I am trying to show $\operatorname{Cov}(X,Y)=\sum_{x}(X-\mu_X)\color{red}{E(Y|X=x)}f(X=x)\\$
My attempt
$$\operatorname{Cov}(X,Y)=\sum_{x}\sum_{y}(x-\mu_X)(y-\mu_Y)f(X=x,Y=y)\\ \operatorname{Cov}(X,Y)=\sum_{x}\sum_{y}(x-\mu_X)(y-\mu_Y)f(Y=y|X=x)f(X=x)\\ \operatorname{Cov}(X,Y)=\sum_{x}(x-\mu_X)\color{red}{\sum_{y}(y-\mu_Y)f(Y=y|X=x)}f(X=x) $$
Just compare the red part, how to eliminate the $\mu_Y$
Appreciate for your help.
It's clearer to use expectation notation rather than the series form.

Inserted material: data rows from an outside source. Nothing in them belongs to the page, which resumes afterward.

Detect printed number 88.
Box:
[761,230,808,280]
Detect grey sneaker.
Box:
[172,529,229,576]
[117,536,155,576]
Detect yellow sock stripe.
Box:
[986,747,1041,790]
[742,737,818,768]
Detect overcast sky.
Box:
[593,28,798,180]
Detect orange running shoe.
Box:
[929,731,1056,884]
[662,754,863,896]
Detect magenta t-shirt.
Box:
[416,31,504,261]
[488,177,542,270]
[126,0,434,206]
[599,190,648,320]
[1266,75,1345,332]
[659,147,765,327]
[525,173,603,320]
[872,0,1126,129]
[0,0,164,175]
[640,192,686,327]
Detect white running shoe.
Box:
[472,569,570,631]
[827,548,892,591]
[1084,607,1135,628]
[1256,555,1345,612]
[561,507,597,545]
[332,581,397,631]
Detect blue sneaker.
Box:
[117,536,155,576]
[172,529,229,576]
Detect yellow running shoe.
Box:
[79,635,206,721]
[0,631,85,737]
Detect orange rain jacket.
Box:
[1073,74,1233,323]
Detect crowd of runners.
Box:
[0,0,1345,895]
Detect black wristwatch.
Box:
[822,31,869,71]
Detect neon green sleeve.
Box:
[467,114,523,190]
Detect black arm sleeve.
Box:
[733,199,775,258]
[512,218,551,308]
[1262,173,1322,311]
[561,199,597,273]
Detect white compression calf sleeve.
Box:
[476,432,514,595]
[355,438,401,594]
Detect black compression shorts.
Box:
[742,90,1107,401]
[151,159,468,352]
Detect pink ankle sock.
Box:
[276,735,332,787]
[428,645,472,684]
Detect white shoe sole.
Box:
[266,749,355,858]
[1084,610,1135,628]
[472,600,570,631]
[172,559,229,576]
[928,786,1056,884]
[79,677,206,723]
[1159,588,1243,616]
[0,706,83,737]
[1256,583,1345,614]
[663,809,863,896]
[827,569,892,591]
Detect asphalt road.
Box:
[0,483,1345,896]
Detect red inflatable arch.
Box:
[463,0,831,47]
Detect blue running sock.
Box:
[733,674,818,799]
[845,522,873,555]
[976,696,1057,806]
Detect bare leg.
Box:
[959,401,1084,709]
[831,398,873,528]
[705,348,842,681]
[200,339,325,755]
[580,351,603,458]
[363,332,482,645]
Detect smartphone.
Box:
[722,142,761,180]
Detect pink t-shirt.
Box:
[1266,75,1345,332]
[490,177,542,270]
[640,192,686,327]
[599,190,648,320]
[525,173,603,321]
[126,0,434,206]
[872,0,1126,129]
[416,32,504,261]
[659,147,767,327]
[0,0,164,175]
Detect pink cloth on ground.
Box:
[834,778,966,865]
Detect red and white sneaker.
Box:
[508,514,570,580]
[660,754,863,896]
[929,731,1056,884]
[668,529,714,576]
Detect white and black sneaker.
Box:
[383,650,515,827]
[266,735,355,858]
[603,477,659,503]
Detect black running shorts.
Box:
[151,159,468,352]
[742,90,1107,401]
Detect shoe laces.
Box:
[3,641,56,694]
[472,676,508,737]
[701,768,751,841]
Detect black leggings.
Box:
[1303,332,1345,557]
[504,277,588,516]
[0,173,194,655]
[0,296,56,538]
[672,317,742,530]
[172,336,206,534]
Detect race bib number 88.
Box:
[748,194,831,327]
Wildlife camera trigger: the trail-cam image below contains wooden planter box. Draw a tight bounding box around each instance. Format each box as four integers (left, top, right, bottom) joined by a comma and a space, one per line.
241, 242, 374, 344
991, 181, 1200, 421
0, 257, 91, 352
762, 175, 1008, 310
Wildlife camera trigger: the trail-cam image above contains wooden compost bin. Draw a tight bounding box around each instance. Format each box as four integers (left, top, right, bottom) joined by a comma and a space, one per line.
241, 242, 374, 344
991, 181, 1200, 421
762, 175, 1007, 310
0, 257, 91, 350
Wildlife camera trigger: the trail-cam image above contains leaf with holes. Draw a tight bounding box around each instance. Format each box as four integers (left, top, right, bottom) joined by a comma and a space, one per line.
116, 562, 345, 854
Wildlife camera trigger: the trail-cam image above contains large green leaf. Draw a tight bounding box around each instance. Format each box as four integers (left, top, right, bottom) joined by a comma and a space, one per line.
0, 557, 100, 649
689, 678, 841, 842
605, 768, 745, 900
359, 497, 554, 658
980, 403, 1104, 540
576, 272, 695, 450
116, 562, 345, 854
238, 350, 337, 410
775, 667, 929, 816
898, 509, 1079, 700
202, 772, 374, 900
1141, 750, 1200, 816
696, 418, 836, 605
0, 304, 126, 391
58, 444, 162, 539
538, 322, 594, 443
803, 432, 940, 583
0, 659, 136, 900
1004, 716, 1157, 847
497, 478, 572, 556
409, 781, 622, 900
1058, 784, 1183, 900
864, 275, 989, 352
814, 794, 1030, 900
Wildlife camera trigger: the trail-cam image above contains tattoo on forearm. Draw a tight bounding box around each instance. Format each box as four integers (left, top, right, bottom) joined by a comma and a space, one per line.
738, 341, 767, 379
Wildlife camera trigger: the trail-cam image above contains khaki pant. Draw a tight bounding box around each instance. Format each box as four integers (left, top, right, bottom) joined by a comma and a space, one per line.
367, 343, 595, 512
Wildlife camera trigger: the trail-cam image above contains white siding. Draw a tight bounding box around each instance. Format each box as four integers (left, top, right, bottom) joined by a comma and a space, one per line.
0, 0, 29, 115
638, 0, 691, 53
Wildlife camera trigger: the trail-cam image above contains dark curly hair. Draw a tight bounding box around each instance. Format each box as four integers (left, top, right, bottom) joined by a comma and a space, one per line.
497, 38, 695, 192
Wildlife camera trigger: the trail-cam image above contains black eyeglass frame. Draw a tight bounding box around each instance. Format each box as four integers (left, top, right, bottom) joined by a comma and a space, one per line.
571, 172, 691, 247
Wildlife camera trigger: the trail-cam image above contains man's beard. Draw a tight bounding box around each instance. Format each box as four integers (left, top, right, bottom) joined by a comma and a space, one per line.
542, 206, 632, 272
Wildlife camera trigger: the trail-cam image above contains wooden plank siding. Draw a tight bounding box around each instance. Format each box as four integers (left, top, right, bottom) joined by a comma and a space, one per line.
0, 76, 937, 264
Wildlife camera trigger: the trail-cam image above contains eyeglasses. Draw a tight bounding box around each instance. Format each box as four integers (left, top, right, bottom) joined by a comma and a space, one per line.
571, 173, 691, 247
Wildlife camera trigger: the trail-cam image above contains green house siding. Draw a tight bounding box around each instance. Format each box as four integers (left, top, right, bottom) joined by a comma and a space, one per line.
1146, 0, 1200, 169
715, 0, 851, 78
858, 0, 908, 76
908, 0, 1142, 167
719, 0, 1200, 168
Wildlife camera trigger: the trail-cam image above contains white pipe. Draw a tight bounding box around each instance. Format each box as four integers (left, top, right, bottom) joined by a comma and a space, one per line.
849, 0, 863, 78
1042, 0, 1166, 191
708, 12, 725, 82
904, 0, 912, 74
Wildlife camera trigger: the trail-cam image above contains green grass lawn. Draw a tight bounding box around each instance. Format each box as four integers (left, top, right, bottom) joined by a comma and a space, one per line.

To start you off, first distribute:
$\qquad\begin{align}\mathsf {Cov}(X,Y)&=\mathsf E\bigl((X-\mu_X)(Y-\mu_Y)\bigr)\\&=\mathsf E\bigl((X-\mu_X)Y-(X-\mu_X)\mu_Y\bigr)\end{align}$
Next apply Linearity of Expectation and it should start to fall into place for you.